ARCHIVE EUROPE 1 - Michel Legrand : "La musique m'était facile car j'adorais ça"

, modifié à
  • A
  • A
Voir la vidéo sur Dailymotion
Partagez sur :
Le célèbre compositeur Michel Legrand, mort samedi à l'âge de 86 ans, était passé par les studios d'Europe 1 quelques semaines plus tôt et s'était confié sur son immense carrière.
ARCHIVES EUROPE 1

C'est un géant de la musique qui s'en est allé. Michel Legrand, compositeur, entre autres, des bandes-originales légendaires des Parapluies de Cherbourg et des Demoiselles de Rochefort, est mort samedi à l'âge de 86 ans. En septembre 2018, il était revenu sur son immense carrière au micro de Patrick Cohen, sur Europe 1. "Je n'aime pas trop le mot surdoué. La musique m'était facile, j'adorais ça", disait, en toute humilité, Michel Legrand.

Adrénaline de la composition. S'il n'était pas un surdoué, Michel Legrand était au moins un génie, sans doute le plus grand compositeur et orchestrateur français du 20ème siècle. Touche-à-tout, le musicien met rapidement son talent au service du cinéma. Très vite, il se fait un nom grâce à son aptitude à composer vite et bien. Ainsi, il a composé le thème principal d'Un été 42 (Robert Mulligan, 1972) en quelques minutes. "C'est drôle, parce que quand on voit un film aussi émouvant et beau que celui-là, et qu'il faut délivrer la musique dans la même soirée ou presque, l'adrénaline est telle qu'on peut trouver quelque chose de formidable", expliquait-il à Europe 1. La musique du film lui vaudra d'ailleurs un Oscar.

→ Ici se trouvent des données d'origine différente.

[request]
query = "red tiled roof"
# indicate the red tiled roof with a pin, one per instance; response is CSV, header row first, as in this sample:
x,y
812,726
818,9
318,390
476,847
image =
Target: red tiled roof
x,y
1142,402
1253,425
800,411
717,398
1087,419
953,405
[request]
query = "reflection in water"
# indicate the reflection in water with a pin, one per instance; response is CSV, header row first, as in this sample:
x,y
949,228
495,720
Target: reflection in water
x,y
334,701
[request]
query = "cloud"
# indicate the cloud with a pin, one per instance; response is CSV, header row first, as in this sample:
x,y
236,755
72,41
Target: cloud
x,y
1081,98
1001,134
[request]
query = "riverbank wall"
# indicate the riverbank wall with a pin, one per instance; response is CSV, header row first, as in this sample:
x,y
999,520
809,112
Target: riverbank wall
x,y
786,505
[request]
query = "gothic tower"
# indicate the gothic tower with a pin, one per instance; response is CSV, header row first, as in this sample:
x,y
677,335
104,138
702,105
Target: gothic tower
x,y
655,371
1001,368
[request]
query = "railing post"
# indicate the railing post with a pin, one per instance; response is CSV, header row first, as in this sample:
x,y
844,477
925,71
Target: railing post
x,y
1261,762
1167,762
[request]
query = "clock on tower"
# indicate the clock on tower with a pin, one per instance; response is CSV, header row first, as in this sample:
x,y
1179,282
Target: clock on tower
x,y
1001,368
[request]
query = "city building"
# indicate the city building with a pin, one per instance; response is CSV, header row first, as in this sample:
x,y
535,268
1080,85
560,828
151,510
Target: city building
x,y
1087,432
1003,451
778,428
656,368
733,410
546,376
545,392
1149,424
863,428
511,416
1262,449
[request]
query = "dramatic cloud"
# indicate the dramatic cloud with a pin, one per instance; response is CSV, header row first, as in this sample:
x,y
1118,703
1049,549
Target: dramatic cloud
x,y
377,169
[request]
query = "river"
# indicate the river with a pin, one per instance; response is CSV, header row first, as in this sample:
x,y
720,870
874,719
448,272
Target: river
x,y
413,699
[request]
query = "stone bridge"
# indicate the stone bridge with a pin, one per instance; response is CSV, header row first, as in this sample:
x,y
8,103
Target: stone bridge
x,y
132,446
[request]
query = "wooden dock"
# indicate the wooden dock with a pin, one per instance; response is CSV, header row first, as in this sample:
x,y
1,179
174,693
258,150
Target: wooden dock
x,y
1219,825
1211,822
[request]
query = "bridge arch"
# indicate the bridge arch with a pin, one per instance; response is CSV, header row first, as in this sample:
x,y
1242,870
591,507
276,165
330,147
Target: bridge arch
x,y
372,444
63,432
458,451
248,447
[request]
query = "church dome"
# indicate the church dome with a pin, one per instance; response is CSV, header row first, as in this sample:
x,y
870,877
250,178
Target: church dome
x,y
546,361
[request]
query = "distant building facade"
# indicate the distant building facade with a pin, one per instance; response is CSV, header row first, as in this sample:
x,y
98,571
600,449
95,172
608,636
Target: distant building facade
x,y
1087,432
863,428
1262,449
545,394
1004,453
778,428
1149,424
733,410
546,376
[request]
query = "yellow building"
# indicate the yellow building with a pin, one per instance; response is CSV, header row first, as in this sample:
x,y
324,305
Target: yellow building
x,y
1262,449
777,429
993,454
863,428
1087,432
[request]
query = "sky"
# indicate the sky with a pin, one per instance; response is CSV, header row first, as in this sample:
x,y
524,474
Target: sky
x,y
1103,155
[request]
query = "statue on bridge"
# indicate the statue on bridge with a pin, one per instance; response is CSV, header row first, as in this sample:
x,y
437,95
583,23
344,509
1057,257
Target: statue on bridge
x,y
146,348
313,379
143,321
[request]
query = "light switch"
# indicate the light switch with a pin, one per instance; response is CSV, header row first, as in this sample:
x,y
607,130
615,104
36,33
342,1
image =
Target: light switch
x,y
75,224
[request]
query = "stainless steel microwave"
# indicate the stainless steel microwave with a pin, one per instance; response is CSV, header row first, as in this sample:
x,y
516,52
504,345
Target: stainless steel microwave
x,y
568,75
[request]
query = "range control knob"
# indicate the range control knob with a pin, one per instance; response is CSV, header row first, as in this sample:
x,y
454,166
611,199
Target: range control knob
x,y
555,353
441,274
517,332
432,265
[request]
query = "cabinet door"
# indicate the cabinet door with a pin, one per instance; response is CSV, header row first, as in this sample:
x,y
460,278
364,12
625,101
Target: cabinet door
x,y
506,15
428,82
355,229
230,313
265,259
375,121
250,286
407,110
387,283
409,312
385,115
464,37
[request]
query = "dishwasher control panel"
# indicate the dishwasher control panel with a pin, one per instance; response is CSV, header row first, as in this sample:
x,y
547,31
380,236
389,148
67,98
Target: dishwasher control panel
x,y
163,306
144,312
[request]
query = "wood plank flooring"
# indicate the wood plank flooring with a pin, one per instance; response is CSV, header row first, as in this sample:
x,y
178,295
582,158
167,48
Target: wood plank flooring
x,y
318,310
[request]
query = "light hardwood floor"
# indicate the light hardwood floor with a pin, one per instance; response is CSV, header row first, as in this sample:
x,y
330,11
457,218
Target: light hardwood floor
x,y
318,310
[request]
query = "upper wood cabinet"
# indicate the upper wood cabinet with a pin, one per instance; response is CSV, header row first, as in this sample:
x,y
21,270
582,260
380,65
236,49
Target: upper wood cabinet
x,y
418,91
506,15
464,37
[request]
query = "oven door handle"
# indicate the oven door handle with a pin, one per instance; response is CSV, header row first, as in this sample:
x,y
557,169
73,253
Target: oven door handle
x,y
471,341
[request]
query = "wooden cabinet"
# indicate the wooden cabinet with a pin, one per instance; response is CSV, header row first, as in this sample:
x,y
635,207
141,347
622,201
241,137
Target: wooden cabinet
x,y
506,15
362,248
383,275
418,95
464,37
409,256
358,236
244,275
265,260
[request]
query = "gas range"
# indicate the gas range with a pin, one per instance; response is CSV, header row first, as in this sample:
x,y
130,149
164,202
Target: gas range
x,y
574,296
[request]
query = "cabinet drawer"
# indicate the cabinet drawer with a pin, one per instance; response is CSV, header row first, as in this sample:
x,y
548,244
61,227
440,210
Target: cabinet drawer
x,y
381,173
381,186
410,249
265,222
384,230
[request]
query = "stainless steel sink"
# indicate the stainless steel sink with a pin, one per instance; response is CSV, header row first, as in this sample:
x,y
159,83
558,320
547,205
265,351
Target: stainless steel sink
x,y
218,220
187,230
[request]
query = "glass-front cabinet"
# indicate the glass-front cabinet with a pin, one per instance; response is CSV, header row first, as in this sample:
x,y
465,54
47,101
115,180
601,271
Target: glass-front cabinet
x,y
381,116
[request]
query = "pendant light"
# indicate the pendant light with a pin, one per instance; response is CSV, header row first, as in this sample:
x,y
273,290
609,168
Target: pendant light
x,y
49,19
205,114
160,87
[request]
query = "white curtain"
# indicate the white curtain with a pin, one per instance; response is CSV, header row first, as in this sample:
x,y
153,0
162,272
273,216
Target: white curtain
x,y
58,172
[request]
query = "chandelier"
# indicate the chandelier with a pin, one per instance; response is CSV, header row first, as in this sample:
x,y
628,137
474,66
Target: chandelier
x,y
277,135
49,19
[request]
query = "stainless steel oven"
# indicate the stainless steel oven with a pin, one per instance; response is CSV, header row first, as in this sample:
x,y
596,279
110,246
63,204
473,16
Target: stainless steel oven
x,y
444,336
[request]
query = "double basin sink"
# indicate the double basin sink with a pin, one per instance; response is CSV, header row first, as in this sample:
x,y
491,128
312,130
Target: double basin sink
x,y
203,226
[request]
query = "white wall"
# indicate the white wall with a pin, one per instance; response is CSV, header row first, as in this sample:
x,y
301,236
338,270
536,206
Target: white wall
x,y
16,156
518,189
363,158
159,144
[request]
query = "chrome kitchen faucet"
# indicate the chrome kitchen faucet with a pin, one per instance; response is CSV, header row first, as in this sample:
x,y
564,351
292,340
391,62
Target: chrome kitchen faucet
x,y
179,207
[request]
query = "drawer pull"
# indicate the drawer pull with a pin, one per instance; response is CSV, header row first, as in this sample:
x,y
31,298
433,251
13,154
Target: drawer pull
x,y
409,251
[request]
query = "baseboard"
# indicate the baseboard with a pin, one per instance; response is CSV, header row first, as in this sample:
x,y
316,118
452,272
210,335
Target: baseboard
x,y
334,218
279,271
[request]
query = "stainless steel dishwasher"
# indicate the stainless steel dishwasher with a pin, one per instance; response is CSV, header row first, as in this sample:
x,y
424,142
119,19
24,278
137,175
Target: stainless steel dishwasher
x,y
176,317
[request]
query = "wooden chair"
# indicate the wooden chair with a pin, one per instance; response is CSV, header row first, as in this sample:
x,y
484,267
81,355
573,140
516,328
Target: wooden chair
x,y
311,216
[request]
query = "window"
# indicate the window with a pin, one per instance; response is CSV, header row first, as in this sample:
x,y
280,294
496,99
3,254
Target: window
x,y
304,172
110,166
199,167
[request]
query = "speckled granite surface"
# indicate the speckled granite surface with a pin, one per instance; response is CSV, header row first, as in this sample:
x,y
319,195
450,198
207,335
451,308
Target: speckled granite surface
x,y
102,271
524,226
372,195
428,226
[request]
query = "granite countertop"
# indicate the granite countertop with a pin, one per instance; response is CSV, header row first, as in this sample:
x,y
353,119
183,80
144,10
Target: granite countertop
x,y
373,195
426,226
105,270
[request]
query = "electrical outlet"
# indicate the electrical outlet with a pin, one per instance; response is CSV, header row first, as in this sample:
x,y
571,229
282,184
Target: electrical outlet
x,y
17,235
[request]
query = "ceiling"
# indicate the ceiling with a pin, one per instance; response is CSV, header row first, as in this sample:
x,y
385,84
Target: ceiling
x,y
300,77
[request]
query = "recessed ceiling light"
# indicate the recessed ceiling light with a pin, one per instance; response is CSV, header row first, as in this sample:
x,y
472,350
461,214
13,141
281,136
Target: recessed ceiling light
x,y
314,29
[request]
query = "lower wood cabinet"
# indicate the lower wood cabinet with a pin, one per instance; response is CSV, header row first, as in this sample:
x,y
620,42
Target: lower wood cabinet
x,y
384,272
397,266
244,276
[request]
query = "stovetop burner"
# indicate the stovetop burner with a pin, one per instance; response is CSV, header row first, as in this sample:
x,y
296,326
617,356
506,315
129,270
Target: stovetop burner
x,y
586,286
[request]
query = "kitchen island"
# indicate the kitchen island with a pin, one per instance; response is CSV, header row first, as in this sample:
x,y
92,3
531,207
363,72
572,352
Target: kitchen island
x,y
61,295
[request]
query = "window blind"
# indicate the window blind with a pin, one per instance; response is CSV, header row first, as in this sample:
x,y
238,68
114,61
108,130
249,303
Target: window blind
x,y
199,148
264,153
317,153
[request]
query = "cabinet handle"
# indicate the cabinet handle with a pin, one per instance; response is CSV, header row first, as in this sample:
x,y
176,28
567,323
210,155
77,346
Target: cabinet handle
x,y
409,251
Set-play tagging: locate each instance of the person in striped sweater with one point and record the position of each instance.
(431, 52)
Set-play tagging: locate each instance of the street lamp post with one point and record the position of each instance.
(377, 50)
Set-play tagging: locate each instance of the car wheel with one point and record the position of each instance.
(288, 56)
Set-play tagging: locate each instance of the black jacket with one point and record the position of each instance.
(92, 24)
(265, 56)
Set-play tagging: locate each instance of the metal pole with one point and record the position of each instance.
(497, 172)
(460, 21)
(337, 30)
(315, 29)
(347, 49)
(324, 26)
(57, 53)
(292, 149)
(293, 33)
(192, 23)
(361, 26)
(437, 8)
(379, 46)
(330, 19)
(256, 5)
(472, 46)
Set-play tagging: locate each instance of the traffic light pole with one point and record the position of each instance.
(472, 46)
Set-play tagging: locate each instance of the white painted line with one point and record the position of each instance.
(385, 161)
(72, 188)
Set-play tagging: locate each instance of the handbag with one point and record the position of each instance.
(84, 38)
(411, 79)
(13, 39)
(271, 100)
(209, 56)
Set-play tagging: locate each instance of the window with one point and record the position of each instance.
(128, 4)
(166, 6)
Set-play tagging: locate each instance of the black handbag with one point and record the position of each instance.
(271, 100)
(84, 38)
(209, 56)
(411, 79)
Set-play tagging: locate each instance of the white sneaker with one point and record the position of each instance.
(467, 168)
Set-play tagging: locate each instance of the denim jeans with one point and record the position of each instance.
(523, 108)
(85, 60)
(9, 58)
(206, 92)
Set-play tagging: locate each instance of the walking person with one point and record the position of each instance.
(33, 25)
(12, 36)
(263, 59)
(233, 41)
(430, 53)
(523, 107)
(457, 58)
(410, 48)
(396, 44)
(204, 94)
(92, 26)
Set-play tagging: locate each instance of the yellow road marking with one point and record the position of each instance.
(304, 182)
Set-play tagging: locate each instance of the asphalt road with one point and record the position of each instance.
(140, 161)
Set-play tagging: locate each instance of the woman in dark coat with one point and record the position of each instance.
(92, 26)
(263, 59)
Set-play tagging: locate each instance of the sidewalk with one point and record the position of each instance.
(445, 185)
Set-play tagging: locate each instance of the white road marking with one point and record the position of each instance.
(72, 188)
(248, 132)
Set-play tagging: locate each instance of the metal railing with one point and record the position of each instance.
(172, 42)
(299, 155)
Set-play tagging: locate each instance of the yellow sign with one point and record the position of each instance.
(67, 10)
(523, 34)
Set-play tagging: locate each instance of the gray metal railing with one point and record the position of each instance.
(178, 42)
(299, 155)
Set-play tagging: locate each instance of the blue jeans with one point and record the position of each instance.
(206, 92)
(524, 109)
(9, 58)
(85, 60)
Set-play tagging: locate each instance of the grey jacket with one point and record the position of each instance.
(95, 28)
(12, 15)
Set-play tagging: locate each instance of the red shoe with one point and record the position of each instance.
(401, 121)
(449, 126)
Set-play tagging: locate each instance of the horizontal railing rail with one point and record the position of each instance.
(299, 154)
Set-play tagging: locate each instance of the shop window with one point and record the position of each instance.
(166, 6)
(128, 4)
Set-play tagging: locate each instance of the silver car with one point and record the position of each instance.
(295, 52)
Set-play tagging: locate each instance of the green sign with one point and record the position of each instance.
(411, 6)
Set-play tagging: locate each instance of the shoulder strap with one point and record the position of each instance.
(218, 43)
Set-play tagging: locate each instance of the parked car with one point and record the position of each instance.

Des idées novatrices. Mais avant de percer aux États-Unis, Michel Legrand était devenu une star en France grâce à sa collaboration fraternelle avec Jacques Demy, qui commence en 1964 pour Les parapluies de Cherbourg. "Ce n'était ni du jazz, ni du classique. J'ai mis en musique un scénario écrit pour être tourné parlé. Il n'y a pas d'alexandrin, pas de lien", se souvenait-il. "Les producteurs, qui n'avaient pas mis un centime dans cette aventure, nous disaient : 'Vous ne pensez quand même pas que les gens vont rester 1h30 dans les salles obscures pour écouter des gens chanter des banalités ?'.' Raté : Les Parapluies de Cherbourg est un carton et reste, encore aujourd'hui, un classique du genre.

Entendu sur europe1 :
En tant que musicien, je pouvais imaginer la musique du début à la fin du film

L'idée d'un film entièrement chanté du début à la fin est d'ailleurs à mettre au crédit de Michel Legrand puisque même Jacques Demy hésitait : "Ça peut se comprendre. En tant que musicien, je pouvais imaginer la musique du début à la fin, mais les autres non". Les parapluies de Cherbourg est le premier succès du compositeur, alors âgé de 32 ans, étape décisive dans sa riche carrière, qu'il avait retracée dans un livre intitulé J’ai le regret de vous dire oui, sorti en août.

Hanté par la mort de ses proches. Mais tout génie qu'il était, Michel Legrand pouvait aussi se tromper. Comme lors de la production des Demoiselles de Rochefort, du même Jacques Demy. Le compositeur souhaite écarter un thème qui deviendra pourtant l'un des plus connus : la Chanson de Maxence. "Je n'aimais pas trop la mélodie, je trouvais ça un peu plat. Mais ce qui m'a fait changé d'avis, ce sont les musiciens de jazz", se rappelait Michel Legrand.

Grand bien lui en a pris puisque l'immense pianiste Bill Evans a réinterprété la chanson quelques années plus tard (You must believe in spring). "Quand j'ai su qu'il avait enregistré ça, moi qui l'admirais depuis toujours, on s'est rencontré. On s'est embrassé, on a parlé, on aimait la même musique. Il m'a demandé de lui écrire un concerto et quand on me demande quelque chose d'impossible, je dis oui", glissait Michel Legrand en rigolant. "Mais il est mort avant que je me mette au travail. C'est la seule chose qui me hante : on ne peut rien faire pour empêcher les gens qu'on aime de mourir. On est comme des statues de sel devant l'irréparable. Ça m'empêche de vivre."